If you are looking for a historical movie about the life and times of Jesse James, keep looking. According to Director Mayfield, “As far as I’m concerned Jesse James is a myth. We put a new spin on an old tradition.” In order to enjoy his new spin, you must set aside any knowledge you may have of the real person of Jesse James and his cohorts in the James-Younger gang.
I personally prefer true stories to stories “based on real characters,” but I confess that I enjoyed “American Outlaws.” It has much to offer in the way of entertainment. All of the characters in this action-packed western are bigger than life. Colin Farrell plays Jesse as more of a Robin Hood. He wildly throws his “profits” into the crowd and pays off mortgages for the downtrodden farmers who are being threatened by the railroad company hoodlums. Gabriel Macht is outstanding as Jesse’s circumspect, well-educated outlaw brother Frank. Timothy Dalton is the perfect antagonist with a heart, playing Allan Pinkerton, head of the famed Pinkerton Detective Agency. Scott Caan (son of James Caan) is also very credible as Frank and Jesse’s cousin in crime, Cole Younger. Academy-award-winner, Kathy Bates is convincing as Ma James, the family matriarch – strong-willed but with a twinkle in her eye. The weakest character in the cast is Ali Larter, not because she can’t act, but she was miscast. I felt that Larter was too sophisticated for the part of Zee Mimms, the scrappy but cuddly love interest of Jesse’s.

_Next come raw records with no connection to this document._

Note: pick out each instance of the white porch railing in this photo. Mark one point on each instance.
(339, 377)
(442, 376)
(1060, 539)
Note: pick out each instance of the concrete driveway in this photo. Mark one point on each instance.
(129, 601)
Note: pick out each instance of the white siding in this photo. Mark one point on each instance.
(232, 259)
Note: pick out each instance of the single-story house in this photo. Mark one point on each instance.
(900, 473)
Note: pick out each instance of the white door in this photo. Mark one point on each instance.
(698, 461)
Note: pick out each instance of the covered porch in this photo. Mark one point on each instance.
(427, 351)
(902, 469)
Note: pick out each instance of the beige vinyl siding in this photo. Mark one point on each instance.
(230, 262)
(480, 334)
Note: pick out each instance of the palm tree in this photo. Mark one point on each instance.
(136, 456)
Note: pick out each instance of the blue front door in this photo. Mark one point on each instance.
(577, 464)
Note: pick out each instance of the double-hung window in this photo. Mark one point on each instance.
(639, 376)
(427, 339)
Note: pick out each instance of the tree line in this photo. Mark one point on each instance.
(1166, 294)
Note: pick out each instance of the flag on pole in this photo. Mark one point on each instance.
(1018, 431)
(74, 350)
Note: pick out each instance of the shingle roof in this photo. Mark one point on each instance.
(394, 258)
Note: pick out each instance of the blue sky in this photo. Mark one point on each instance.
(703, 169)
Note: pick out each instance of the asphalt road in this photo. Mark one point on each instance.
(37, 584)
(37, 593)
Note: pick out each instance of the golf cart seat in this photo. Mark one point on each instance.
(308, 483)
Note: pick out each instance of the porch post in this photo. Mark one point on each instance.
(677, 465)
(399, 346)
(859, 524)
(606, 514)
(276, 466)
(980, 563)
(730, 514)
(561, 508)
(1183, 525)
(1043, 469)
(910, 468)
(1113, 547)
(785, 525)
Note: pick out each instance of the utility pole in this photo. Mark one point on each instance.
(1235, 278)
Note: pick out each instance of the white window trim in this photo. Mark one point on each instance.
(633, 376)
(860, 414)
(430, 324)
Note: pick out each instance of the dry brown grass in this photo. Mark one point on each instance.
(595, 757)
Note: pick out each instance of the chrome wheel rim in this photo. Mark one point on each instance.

All in all, I was drawn into the action/adventure/drama/comedy. Even though the facts were blurred, the sets and scenes appeared authentic. I expected to see a bunch of twenty-first century Southern California dudes dressed up as cowboys. But Mayfield kept his actors and their dialogue in sync with the times. Speaking of dialogue, there was not one F-word uttered by the young swashbucklers in spurs. Ma James frequently talked to Jesus – and He talked back to her. Other references made to God and Jesus were delivered in a respectful manner. While there was a lot of shooting and killing (mostly during some civil war scenes), the violence is neither explicit nor gratuitous.